I falsely assumed that I could survive in Albuquerque without indoor heat

It took me several years before I decided that I wanted to apply to graduate school.

Although I had my degree from undergraduate college, I wasn’t really doing anything related to sociology in the years working as a sales associate for a large sporting goods retailer. I managed to pay off the rest of my student debt and seriously considered the idea of reentering academia. Although jobs are highly competitive in any academic discipline, the social sciences aren’t that much better off than the humanities for instance. In short, the number of tenure positions at universities is not going to increase at any time soon for people looking to teach sociology or any else that doesn’t follow the “hard” sciences.
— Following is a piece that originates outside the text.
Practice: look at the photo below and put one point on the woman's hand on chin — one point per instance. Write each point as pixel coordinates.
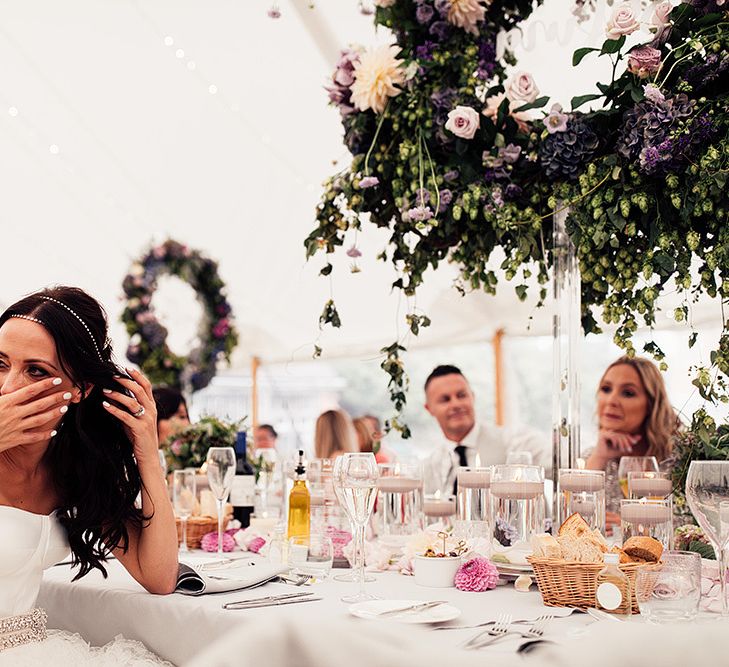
(614, 444)
(142, 428)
I ended up applying to the University of New Mexico in Albuquerque and was accepted into their PhD program for sociology. I had never been to New Mexico before, but I assumed it was like Phoenix. Previously I lived in Phoenix for a few years with my family and we rarely needed indoor heat at any point during the year. The temperatures in the winter would sometimes dip into the 30s, but usually it never dropped below 45 degrees. With warm clothing, you can get by without needing indoor heat. However, once I moved to Albuquerque and lived here during the cold season for a few weeks, I realized how cold it gets as the winter trudges forward. I ended up buying a radiant space heater soon after moving to the city. It’s nice living in a desert city that has a much more mild climate than other places out west.